Carb Mods
I just finished my carb mods using the drill the slide 7/64's, 2.5 turns on fuel screw, 120 main jet, and the N1TC needle on the 2nd notch method that I have seen in several postings. (Used the 120 main jet and 2nd notch because I live at 5,000 ft); however, I have seen posting that use the stock needle with a shim and install a #40 pilot jet without drilling the slide, is one better than the other?
Drilling the slide vent only increases the speed at which the slide can go up and down. Take the bike for a spin to get it up to temperature and then stop and let it idle for a few seconds, roughly however long you would be at a red light and watch the idle. At 2.5 turns you may be too rich. My specs are in my signature and at 2.5 mine wouldn't idle properly, it wanted to die out at stop signs. At 2.0 turns though it has a nice smooth idle.
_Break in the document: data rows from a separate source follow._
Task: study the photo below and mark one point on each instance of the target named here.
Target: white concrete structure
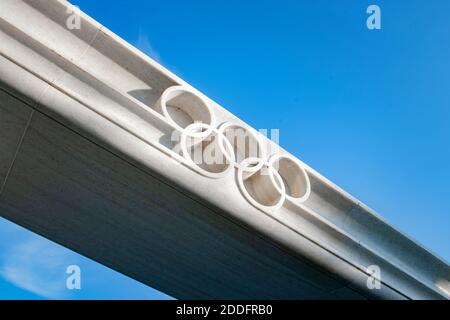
(88, 160)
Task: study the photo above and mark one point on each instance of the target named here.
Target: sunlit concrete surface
(87, 161)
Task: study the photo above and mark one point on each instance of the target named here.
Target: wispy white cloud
(38, 266)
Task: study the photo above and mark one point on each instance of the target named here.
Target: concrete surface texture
(109, 154)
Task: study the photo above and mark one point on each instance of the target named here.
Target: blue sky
(370, 110)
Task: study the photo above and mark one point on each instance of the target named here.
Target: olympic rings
(267, 183)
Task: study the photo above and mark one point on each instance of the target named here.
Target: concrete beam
(86, 125)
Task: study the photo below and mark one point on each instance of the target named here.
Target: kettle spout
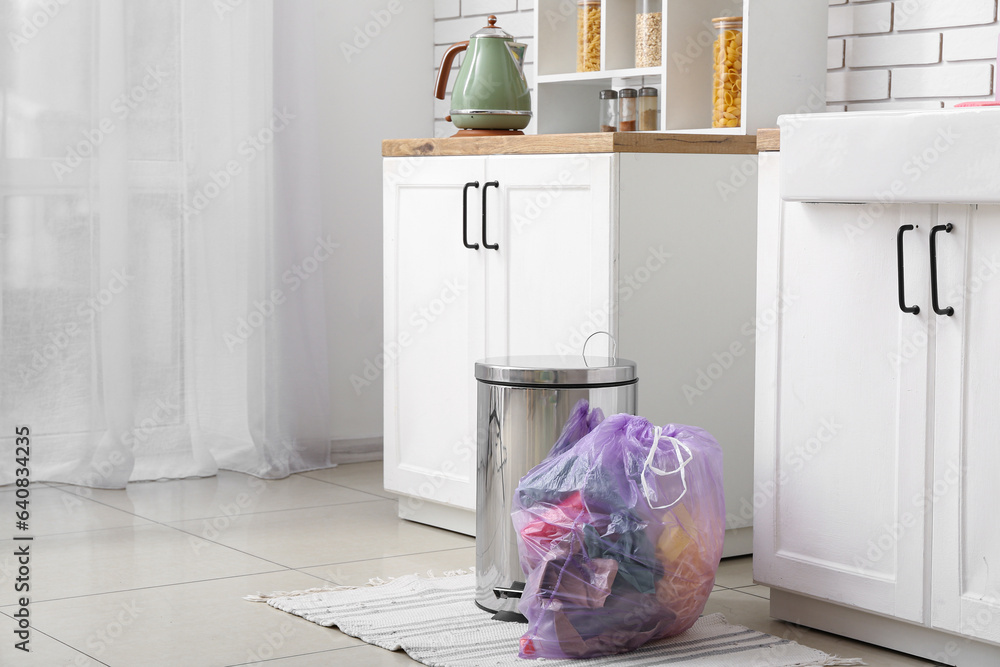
(516, 51)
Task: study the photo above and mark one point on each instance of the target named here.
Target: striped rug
(436, 622)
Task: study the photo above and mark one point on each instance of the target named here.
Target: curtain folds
(162, 306)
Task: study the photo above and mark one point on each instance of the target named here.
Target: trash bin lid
(530, 371)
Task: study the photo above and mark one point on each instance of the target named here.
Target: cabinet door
(841, 407)
(549, 283)
(965, 491)
(434, 314)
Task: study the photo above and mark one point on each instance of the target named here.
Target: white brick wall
(911, 54)
(882, 54)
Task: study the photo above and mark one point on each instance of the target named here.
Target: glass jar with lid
(648, 32)
(588, 35)
(609, 111)
(648, 112)
(727, 89)
(627, 109)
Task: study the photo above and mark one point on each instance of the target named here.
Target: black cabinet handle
(495, 184)
(465, 216)
(899, 265)
(949, 311)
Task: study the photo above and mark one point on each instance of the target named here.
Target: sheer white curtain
(161, 245)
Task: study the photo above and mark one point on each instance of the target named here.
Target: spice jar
(727, 95)
(648, 102)
(588, 35)
(648, 32)
(609, 111)
(627, 110)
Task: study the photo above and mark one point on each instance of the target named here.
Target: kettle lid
(491, 30)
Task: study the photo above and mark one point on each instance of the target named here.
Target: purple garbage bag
(582, 420)
(620, 535)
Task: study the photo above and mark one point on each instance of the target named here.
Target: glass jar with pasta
(588, 35)
(727, 91)
(648, 32)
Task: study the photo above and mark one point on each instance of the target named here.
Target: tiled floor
(155, 574)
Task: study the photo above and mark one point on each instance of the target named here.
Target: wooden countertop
(597, 142)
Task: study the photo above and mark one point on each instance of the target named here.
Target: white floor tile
(198, 624)
(365, 477)
(359, 656)
(163, 566)
(735, 572)
(324, 535)
(754, 612)
(119, 559)
(358, 573)
(226, 495)
(45, 651)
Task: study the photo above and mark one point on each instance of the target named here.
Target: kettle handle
(449, 56)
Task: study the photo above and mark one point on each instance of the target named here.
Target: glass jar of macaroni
(727, 91)
(627, 109)
(648, 32)
(588, 35)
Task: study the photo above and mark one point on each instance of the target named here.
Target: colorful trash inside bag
(620, 535)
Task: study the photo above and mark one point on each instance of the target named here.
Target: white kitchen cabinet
(965, 591)
(876, 460)
(841, 415)
(656, 248)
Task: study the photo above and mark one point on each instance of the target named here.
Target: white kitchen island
(877, 435)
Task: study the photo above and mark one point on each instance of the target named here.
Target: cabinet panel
(965, 492)
(434, 314)
(686, 301)
(549, 284)
(848, 442)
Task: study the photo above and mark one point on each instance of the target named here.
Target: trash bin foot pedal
(509, 617)
(515, 590)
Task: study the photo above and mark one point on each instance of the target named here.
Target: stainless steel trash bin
(523, 404)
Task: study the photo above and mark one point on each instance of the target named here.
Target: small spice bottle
(609, 111)
(627, 109)
(727, 91)
(648, 103)
(588, 35)
(648, 32)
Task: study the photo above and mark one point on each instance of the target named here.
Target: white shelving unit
(784, 63)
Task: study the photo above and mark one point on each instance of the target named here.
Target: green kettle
(491, 94)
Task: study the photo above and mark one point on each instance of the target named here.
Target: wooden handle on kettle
(449, 57)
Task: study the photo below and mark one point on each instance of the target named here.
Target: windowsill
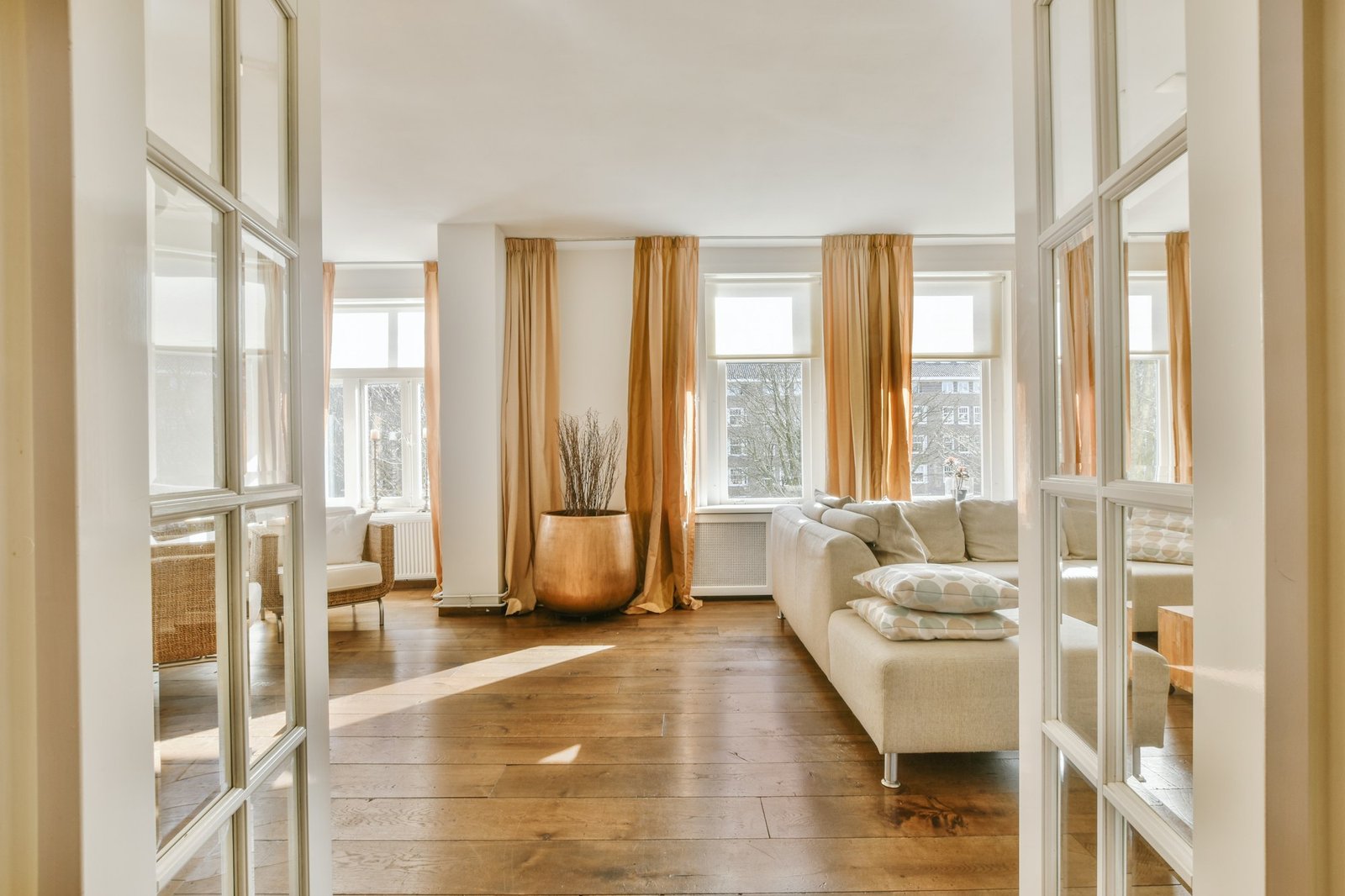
(744, 509)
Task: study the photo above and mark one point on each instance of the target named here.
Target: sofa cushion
(1161, 537)
(1079, 521)
(935, 519)
(990, 529)
(941, 588)
(346, 539)
(836, 502)
(360, 575)
(864, 528)
(898, 541)
(1004, 569)
(901, 623)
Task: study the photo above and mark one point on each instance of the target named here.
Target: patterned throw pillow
(903, 623)
(1161, 537)
(941, 588)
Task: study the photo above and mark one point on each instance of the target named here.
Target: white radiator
(414, 546)
(732, 555)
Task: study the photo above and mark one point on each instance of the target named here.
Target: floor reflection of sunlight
(562, 756)
(459, 680)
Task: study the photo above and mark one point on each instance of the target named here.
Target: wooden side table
(1176, 642)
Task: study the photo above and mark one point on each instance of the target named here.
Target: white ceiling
(619, 118)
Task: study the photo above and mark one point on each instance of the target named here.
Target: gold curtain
(432, 430)
(1078, 387)
(329, 306)
(868, 293)
(531, 403)
(1179, 347)
(661, 407)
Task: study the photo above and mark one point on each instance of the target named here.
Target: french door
(230, 672)
(1111, 470)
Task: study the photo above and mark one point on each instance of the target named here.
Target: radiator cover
(732, 555)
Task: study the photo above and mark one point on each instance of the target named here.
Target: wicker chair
(264, 569)
(183, 588)
(378, 548)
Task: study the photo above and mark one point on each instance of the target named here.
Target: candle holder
(377, 437)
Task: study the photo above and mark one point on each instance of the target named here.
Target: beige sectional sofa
(943, 696)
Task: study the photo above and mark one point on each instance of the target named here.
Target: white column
(471, 295)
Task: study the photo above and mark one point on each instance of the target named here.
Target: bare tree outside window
(764, 401)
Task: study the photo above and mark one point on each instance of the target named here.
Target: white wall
(471, 353)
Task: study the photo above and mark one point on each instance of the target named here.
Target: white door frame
(1246, 131)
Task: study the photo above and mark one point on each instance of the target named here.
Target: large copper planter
(584, 566)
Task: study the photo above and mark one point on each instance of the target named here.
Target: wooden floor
(694, 752)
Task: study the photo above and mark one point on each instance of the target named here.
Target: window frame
(356, 451)
(713, 470)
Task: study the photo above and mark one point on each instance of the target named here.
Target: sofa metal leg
(889, 771)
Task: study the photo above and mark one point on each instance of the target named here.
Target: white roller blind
(763, 318)
(957, 318)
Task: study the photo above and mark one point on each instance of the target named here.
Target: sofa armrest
(378, 548)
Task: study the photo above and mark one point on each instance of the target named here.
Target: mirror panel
(188, 593)
(1071, 103)
(1150, 69)
(1157, 327)
(1160, 700)
(1076, 389)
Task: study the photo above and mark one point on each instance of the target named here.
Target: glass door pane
(1150, 69)
(1157, 327)
(1071, 101)
(269, 607)
(1078, 833)
(1076, 622)
(266, 340)
(272, 835)
(186, 385)
(1076, 387)
(264, 109)
(1160, 577)
(208, 872)
(1147, 872)
(188, 593)
(182, 78)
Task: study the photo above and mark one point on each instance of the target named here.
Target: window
(955, 372)
(376, 430)
(759, 349)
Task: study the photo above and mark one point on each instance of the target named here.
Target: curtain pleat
(1078, 387)
(530, 408)
(329, 308)
(661, 409)
(1179, 347)
(868, 295)
(432, 428)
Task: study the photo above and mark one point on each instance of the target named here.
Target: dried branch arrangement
(588, 461)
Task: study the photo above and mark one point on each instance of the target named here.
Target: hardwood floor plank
(686, 865)
(688, 752)
(560, 750)
(548, 820)
(892, 815)
(740, 779)
(374, 781)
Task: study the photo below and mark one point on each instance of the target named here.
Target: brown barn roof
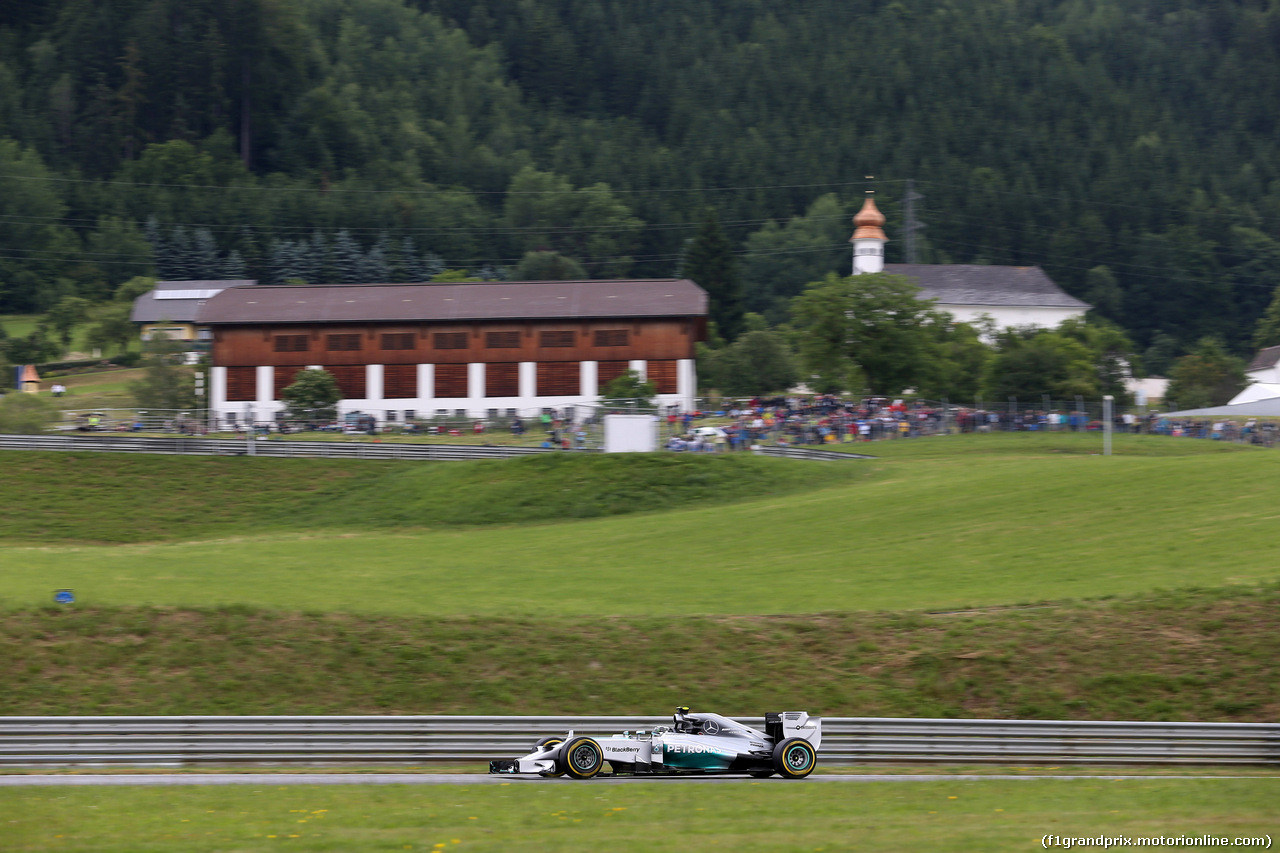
(455, 302)
(1265, 359)
(179, 301)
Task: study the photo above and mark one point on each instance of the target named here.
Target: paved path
(484, 779)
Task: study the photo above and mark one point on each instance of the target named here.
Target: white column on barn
(425, 389)
(374, 392)
(868, 238)
(265, 406)
(218, 392)
(686, 383)
(475, 389)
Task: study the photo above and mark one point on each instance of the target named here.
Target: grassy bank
(1207, 655)
(986, 816)
(117, 497)
(897, 534)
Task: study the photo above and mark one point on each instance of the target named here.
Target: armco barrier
(178, 445)
(27, 742)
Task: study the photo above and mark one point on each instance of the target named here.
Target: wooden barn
(405, 351)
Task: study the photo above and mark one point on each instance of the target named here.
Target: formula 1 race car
(696, 743)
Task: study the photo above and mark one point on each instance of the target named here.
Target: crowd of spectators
(827, 419)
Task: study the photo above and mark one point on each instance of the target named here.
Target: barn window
(342, 342)
(398, 341)
(502, 340)
(451, 381)
(400, 381)
(662, 374)
(560, 378)
(556, 338)
(502, 379)
(607, 372)
(292, 343)
(611, 337)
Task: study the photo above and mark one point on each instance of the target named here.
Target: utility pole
(912, 224)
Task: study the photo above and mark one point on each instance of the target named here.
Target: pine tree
(204, 251)
(407, 267)
(709, 261)
(284, 261)
(432, 267)
(347, 258)
(182, 261)
(159, 249)
(318, 259)
(232, 268)
(373, 267)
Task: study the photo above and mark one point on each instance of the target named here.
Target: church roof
(1265, 359)
(982, 284)
(868, 222)
(178, 301)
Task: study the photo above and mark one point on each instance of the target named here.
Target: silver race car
(696, 743)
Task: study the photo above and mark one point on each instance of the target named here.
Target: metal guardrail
(178, 445)
(182, 742)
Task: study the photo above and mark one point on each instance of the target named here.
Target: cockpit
(711, 724)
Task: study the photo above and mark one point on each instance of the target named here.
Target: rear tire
(580, 758)
(795, 758)
(549, 740)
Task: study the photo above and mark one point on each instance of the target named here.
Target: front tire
(795, 758)
(580, 758)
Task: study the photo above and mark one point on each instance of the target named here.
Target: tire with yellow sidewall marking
(580, 758)
(795, 758)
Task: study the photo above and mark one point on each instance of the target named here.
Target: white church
(1009, 295)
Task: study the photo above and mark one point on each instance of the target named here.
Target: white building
(1011, 296)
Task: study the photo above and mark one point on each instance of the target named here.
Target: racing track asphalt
(485, 779)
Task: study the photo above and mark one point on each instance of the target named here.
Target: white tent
(1256, 392)
(1267, 407)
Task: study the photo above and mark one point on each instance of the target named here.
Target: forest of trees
(1130, 147)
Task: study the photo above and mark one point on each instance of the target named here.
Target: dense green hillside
(1129, 146)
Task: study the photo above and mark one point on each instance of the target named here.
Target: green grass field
(426, 588)
(949, 532)
(982, 816)
(960, 576)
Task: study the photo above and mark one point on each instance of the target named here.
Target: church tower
(868, 238)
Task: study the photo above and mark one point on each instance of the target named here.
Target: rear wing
(794, 724)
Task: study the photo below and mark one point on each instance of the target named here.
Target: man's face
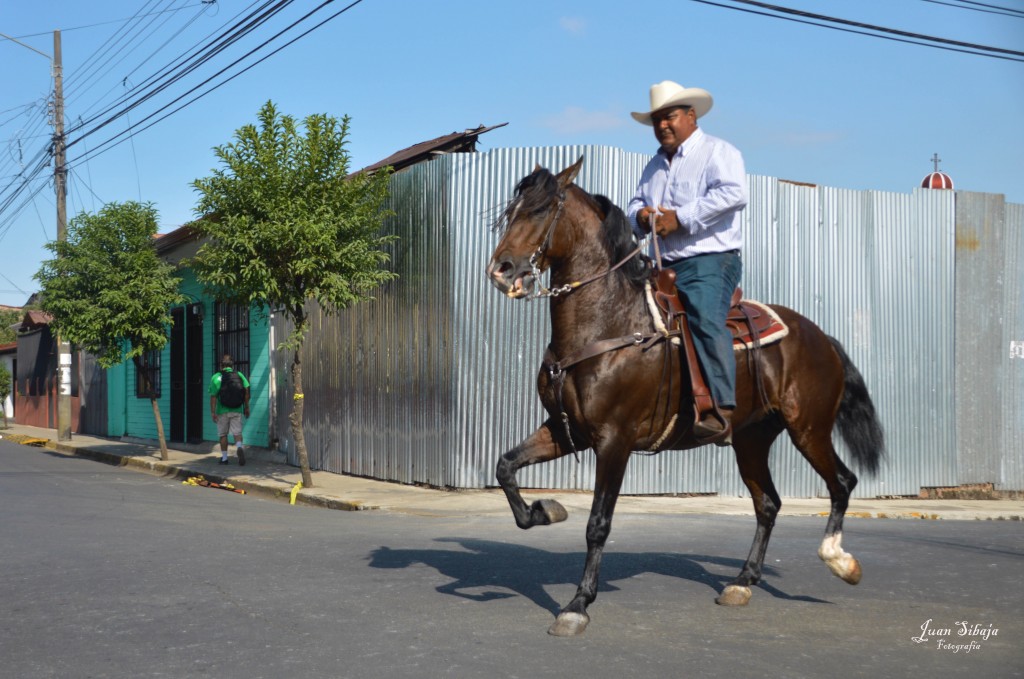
(674, 126)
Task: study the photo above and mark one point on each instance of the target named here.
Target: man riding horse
(690, 196)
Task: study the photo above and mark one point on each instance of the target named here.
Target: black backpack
(232, 392)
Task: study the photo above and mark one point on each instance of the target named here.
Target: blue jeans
(706, 283)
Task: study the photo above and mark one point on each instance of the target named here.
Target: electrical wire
(906, 37)
(113, 141)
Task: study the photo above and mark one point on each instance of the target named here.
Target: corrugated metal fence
(434, 379)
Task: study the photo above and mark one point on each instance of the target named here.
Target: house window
(150, 368)
(231, 335)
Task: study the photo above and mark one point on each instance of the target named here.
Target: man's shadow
(485, 569)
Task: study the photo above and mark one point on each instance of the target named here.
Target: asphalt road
(110, 573)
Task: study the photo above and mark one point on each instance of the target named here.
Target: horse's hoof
(734, 595)
(550, 510)
(846, 568)
(568, 625)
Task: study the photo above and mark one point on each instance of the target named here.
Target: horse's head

i have the n1tc needle on 3rd position, 125 main, a/f 2.0 turns out, full big gun exhaust, uni air filter, 40 pilot jet, all the mods.... sometimes my idle goes up to like 2000-2500, then back down to like 1500.... and when i adjust the idle with the **** when its idling high, when it goes back down by itself it pretty much dies,, so the idle is going up and down, not consistently might i add,,, cant figure it out... any help?
I stayed with the stock pilot. I have #125 main, needle on 2nd position, 2.5 turns on the fuel screw, drilled 7/64 kdx high flow snorkle, full Muzzy exhaust. My bike runs fine. A little decelleration pop but not too much. What would change if I switched to the #40 pilot?
I am running the 132 main on the 3rd position and the 40 pilot with the Full muzzy and the air box cover off. Man the bike is not even the same anymore. it's like I traded the bike in on a KLX 500 if they made one.